The “Euro Coin” is supposed to be MiCA-regulated by the Dutch central bank licensed, making them one of the first fully regulated stablecoins in Europe.
The stablecoin market is currently clearly dominated by US providers. Tether (USDT) and Circle (USDC) control the majority of global sales, while Euro stablecoins have so far been barely relevant.
For banks and companies in the DACH region, this means a dependence on US infrastructure, which is neither regulatory nor geopolitically desirable.
The Qivalis consortium will change that and establish a Euro stablecoin that can be used for payment transactions as well as for all matters related to tokenized securities.
With the Spanish BBVA, the consortium gains additional technical experience, particularly in the area of blockchain-based financial products.
A Euro coin will bring significant advantages for the economy: faster cross-border payments, lower transaction costs and, for the first time, true 24/7 processing.

This is particularly relevant for export-oriented medium-sized companies, FinTechs and institutional investors.
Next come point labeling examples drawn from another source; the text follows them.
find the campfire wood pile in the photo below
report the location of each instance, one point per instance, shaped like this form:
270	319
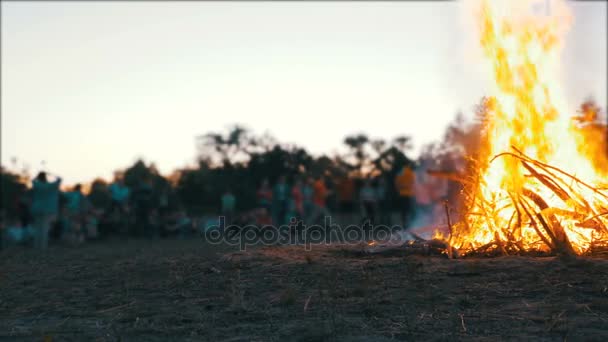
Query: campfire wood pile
589	210
531	210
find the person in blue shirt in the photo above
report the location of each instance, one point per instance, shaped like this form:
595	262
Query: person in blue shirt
45	207
280	199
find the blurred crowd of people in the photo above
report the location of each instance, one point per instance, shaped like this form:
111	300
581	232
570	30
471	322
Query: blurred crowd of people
45	212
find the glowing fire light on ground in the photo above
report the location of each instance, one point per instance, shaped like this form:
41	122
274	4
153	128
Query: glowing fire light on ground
535	188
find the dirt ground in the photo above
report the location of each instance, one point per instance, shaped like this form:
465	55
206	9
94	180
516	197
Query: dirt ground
187	290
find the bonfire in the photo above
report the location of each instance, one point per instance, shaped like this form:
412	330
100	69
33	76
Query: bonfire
535	187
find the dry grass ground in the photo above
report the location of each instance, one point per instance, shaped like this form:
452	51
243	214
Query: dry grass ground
186	290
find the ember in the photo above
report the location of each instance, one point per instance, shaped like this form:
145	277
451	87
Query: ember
535	187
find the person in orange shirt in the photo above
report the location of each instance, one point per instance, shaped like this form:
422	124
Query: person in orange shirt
404	184
320	193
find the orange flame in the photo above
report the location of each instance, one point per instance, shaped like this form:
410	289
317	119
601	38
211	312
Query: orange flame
527	112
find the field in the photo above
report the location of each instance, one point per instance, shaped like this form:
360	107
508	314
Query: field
186	290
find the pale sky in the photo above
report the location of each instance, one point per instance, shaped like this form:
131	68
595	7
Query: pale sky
91	86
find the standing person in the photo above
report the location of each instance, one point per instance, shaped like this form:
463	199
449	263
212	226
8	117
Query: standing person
307	199
382	205
228	205
319	199
119	194
75	213
264	195
280	198
45	207
404	184
346	197
143	205
298	199
367	196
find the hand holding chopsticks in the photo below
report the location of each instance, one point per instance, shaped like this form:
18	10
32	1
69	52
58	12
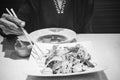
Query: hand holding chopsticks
12	13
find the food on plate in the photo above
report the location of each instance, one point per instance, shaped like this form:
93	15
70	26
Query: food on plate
64	59
52	38
23	48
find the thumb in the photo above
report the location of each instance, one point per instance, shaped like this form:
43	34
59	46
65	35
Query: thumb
22	24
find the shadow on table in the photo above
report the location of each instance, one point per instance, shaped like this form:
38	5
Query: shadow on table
90	76
8	48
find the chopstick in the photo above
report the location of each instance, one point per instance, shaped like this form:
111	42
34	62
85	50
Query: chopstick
12	13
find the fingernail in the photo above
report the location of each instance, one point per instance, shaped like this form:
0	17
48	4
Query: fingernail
22	24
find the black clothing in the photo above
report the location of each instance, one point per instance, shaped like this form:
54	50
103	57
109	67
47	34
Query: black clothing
40	14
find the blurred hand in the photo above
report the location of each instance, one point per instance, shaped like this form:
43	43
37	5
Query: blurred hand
11	25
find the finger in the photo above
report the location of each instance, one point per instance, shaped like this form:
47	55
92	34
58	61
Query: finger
8	31
14	20
8	24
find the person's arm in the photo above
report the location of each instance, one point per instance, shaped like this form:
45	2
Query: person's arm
83	15
28	13
88	16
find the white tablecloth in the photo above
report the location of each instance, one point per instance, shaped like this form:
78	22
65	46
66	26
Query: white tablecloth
106	50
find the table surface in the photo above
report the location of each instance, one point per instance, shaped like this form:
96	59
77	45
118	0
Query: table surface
106	49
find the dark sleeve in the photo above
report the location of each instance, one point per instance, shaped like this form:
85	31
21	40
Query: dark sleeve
88	16
84	12
27	14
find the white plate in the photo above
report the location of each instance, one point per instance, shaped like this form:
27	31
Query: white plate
35	70
66	33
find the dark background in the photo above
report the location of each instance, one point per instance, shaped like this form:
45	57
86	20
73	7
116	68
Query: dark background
106	17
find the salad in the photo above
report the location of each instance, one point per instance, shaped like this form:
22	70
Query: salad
63	60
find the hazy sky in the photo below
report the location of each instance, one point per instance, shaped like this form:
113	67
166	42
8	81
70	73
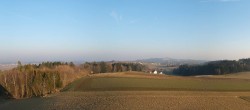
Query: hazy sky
34	30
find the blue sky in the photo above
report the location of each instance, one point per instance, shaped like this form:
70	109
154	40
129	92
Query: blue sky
123	29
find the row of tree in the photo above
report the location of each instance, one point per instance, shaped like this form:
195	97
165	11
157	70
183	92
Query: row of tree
39	80
48	77
109	67
214	68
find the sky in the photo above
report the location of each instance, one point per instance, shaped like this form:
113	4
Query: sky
100	30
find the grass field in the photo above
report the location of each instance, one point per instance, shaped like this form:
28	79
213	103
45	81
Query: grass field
139	91
156	82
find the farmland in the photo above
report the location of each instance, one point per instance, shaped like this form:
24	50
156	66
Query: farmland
133	90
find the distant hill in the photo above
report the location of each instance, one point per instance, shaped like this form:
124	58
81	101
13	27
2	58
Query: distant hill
171	61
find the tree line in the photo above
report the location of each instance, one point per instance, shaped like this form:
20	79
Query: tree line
109	67
214	68
38	79
31	80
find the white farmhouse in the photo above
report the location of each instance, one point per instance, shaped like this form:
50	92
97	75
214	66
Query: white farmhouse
155	72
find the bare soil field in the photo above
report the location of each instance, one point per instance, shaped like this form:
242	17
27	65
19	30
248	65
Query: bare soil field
140	91
134	100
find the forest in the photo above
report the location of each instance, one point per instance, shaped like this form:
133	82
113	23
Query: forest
31	80
214	68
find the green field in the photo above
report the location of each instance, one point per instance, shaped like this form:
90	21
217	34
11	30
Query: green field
150	84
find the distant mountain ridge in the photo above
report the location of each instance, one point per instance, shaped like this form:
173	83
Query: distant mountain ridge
172	61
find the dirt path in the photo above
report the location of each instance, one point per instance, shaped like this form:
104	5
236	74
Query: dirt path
128	100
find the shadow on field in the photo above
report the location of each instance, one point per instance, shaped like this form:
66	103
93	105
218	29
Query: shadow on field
4	93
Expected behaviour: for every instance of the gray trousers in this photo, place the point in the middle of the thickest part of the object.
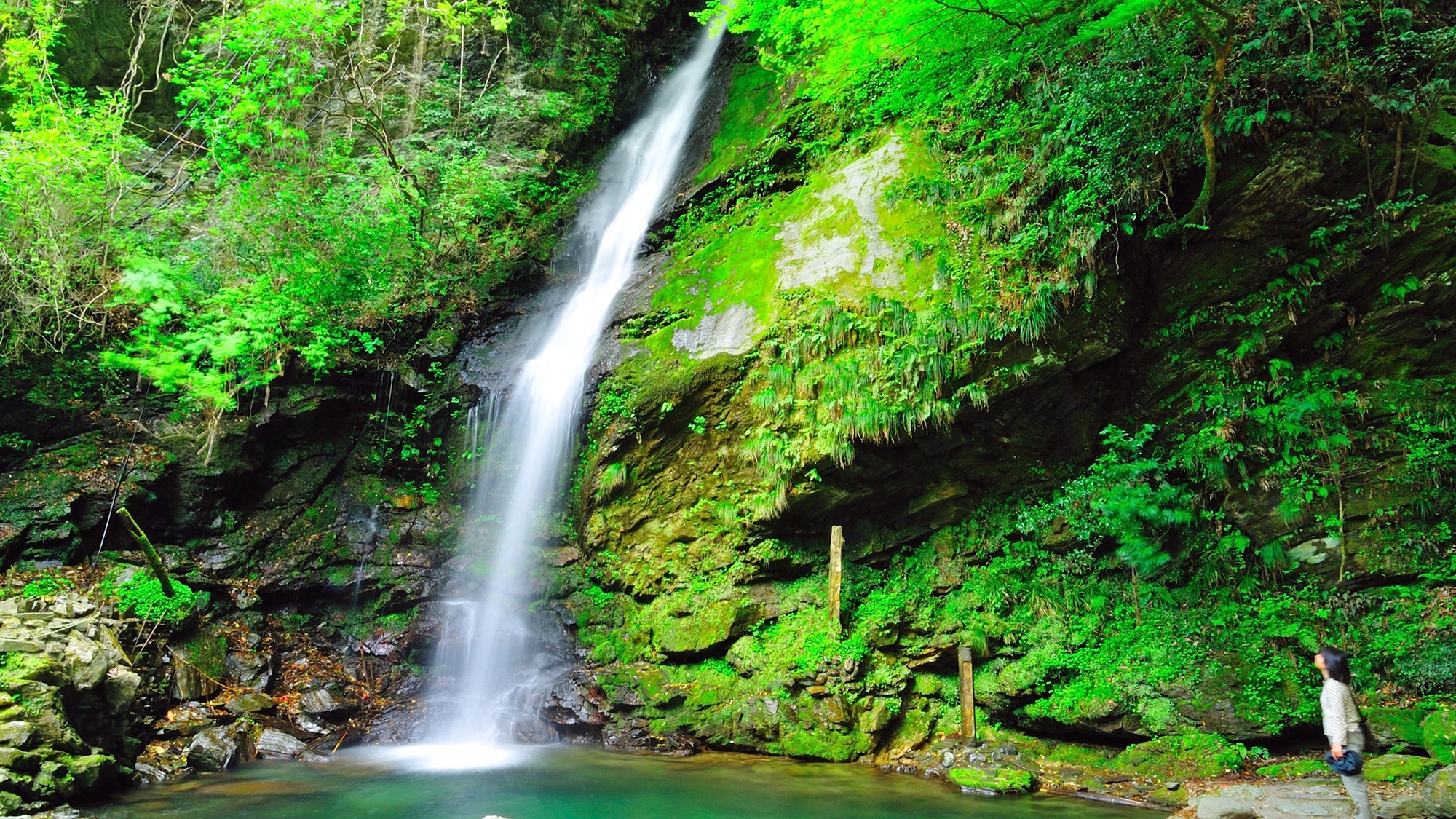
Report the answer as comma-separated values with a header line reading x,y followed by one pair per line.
x,y
1356,786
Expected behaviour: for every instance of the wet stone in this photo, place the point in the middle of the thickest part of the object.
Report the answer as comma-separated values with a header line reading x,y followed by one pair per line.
x,y
250,703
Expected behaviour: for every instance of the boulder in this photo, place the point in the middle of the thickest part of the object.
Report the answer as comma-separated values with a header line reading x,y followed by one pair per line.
x,y
277,745
219,748
1396,726
15,733
991,780
1393,767
87,662
250,703
1404,806
190,682
189,719
122,688
253,669
92,769
1439,735
697,633
1439,793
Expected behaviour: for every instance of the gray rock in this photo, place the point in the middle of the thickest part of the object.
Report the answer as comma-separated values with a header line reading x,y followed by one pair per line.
x,y
318,701
91,769
277,745
219,748
1398,807
1222,807
15,733
251,701
190,682
1439,793
122,688
85,660
251,668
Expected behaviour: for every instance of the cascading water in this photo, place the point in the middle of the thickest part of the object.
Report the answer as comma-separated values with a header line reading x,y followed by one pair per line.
x,y
484,669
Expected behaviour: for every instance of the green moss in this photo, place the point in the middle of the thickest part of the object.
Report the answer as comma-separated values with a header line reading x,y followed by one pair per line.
x,y
1001,780
1439,735
46,586
1397,724
1393,767
1182,756
746,120
823,743
698,631
141,595
209,653
1294,769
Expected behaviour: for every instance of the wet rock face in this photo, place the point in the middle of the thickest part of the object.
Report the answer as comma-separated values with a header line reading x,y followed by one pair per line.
x,y
1439,793
78,688
219,748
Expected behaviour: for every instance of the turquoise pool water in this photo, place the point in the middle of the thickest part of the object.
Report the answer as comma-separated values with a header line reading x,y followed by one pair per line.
x,y
573,783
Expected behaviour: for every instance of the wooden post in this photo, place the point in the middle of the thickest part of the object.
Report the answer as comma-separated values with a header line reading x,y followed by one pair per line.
x,y
968,694
154,560
836,570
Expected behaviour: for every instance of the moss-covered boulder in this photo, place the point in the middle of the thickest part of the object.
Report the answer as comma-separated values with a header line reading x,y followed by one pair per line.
x,y
823,743
1393,767
992,780
1294,769
1394,726
1439,735
700,631
1182,756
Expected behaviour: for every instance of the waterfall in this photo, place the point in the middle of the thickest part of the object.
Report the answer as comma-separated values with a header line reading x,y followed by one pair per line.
x,y
484,665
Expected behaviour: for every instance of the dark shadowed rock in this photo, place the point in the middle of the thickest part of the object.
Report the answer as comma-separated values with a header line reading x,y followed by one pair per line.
x,y
219,748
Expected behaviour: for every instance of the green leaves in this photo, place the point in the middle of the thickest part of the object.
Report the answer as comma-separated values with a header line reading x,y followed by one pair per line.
x,y
1126,496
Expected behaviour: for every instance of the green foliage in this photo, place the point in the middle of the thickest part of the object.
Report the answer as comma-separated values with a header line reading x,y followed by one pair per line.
x,y
1393,767
142,596
59,177
46,586
1183,755
647,324
1001,780
1295,769
1429,668
1126,496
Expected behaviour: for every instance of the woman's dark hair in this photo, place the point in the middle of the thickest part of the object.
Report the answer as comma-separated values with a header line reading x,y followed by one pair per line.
x,y
1337,663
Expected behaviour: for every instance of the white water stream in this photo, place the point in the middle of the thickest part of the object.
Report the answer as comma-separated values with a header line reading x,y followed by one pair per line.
x,y
484,663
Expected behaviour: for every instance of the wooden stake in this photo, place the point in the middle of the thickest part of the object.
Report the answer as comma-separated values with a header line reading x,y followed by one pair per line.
x,y
146,548
836,571
968,694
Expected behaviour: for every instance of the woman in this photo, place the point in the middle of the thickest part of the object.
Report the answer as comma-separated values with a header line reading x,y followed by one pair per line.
x,y
1343,721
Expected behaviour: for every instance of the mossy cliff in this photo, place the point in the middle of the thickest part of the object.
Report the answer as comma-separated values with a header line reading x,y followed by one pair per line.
x,y
1144,483
308,526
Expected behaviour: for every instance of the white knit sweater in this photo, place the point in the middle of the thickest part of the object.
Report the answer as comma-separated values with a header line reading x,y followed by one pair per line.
x,y
1342,714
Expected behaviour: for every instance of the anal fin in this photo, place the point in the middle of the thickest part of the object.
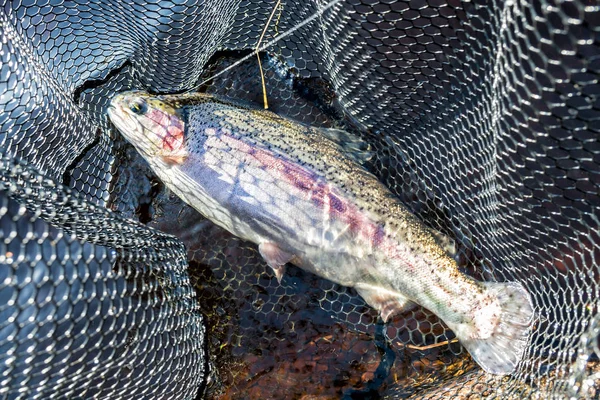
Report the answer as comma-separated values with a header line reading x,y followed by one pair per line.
x,y
275,258
386,301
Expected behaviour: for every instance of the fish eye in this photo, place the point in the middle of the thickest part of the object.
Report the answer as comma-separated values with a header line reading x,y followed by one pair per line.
x,y
138,106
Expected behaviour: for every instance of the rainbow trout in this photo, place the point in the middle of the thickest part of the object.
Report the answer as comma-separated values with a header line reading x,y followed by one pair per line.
x,y
301,194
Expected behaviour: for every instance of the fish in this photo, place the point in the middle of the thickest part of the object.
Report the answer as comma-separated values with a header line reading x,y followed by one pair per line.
x,y
304,196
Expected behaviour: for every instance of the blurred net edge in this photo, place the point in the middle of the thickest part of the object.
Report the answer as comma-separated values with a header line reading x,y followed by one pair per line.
x,y
91,304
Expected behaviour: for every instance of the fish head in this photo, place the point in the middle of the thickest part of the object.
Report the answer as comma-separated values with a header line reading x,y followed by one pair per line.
x,y
155,127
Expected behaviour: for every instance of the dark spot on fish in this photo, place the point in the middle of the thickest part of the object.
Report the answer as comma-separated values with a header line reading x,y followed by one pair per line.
x,y
336,204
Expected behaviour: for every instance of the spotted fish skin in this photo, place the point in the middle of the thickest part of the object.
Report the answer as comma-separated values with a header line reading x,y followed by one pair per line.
x,y
303,198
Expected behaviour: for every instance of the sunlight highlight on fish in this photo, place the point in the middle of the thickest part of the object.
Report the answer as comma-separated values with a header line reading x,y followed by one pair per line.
x,y
301,194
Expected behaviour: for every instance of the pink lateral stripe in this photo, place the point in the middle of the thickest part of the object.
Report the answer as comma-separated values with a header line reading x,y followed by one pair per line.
x,y
321,194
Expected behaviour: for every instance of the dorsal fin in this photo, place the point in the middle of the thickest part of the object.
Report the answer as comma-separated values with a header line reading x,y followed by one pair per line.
x,y
351,145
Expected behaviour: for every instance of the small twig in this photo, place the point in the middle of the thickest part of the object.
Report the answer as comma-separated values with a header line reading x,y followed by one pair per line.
x,y
262,35
430,346
271,42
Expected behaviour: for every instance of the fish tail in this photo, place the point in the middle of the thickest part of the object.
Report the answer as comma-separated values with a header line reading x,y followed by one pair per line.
x,y
502,335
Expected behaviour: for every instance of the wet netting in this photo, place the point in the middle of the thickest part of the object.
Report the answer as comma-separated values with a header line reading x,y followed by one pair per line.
x,y
485,120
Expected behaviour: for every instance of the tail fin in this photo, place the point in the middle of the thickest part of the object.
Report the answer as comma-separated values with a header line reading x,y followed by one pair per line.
x,y
502,349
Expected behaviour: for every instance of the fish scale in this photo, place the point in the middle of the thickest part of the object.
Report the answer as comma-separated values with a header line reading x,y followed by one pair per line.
x,y
301,194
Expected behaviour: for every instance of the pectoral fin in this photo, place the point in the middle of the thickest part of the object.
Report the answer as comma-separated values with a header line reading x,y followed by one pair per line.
x,y
387,302
275,258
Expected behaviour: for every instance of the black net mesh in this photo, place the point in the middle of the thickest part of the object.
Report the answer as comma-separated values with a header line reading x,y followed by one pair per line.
x,y
484,116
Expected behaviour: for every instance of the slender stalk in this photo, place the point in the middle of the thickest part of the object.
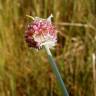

At the same time, the EU stablecoin could serve as a settlement asset for tokenized bonds, fund shares and other money market products – an area that is growing rapidly in Germany, Austria and Switzerland and requires standardized on-chain payment methods.
If licensing takes place as planned, market observers expect the first pilot projects to take place this year. The initial focus is likely to be on B2B payments and treasury applications.
In the long term, the EU stablecoin is expected to displace US competition in Europe. The decisive factor will be whether the EU banking consortium can deliver at least the same level of interoperability and user-friendliness – areas in which US providers have so far been clearly ahead.